A veces, en la prisa de la cotidianidad, en el dar por sentado que la sensibilidad no trae más que sufrimiento, en el catalogar como absurdo todo impulso no práctico, en el prestar oídos a esa idea generalizada de que la madurez implica superar la ridiculez de perder el tiempo midiendo versos, no nos damos cuenta de cómo van acumulándose muros delante de los ojos. No sólo la fachada anaranjada del vecino o la pared de ladrillos del baño, que es mi horizonte durante las diez horas que permanezco en la inútil oficina. A veces quiero amurallarme el corazón, porque considerar bella a la vida requiere un nivel de optimismo, tolerancia y entusiasmo que se me antoja inaudito.

Entonces llegan, como un regalo, las letras de Jetzabeth, la sonrisa de los amigos, sus mensajes que son abrazos. Entonces digo, como Alejandro Sanz de su música: “no es que sea mi trabajo, es que es mi idioma”. Entonces redescubro que es una percepción personalísima, individual, inagotable, y veo poesía en el azul del cielo despejado de estos días, en esa Luna deslumbrante de diciembre, en la carrera libre de las ardillas por el muro, en el vuelo de los aviones y la celeridad del metro. Y en los trescientos pasos que me llevan a la esquina, en los zunzunes y las mariposas que liban de la bugambilia, en el dolor oscuro de lo perdido, en la bruma de los sueños, en las voces que hablan dentro de mi cabeza. Y también —por qué no— en el modo en que algunos balones se cuelan al fondo de la portería después de describir una elegante y límpida elíptica, o en la manera en que una bola sobrevuela la pizarra del jardín central diciendo adiós, adiós Lolita de mi vida.

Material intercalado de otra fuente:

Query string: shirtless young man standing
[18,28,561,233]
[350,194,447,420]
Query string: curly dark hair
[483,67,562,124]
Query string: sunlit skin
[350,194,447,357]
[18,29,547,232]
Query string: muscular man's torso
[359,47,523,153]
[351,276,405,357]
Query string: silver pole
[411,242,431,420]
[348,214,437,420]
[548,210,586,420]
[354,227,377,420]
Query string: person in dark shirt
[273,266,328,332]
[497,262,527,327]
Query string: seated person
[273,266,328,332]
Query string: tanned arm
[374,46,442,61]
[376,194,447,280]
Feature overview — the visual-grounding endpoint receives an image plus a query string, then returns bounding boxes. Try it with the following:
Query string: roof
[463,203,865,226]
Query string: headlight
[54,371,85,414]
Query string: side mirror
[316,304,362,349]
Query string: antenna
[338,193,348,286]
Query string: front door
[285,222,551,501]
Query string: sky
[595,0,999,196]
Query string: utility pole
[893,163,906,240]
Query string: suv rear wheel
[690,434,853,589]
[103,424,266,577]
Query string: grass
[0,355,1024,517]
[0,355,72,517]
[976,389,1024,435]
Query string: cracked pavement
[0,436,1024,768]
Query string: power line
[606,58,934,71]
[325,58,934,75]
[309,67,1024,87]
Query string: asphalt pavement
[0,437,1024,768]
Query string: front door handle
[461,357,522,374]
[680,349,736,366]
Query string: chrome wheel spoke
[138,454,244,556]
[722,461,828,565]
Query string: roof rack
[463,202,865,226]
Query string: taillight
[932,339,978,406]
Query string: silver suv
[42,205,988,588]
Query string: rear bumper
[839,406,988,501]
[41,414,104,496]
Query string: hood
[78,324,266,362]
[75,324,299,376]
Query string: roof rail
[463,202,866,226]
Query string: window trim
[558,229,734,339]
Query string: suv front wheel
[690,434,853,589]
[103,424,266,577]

Índigo —como las letras de Jetzabeth— o turquesa —como esas playas caribeñas que adornan el “escritorio” de mis computadoras—, así quiero ver el mar adondequiera que pose la vista. Y acaso lo logro si dejo que mi mirada traspase el muro de ladrillos, la fachada de los vecinos, los cerros y volcanes que sitian la ciudad. O si permito, simplemente, que la Poesía me lleve hasta el final de sus versos y desde allí me lo muestre. Siempre… una vez más.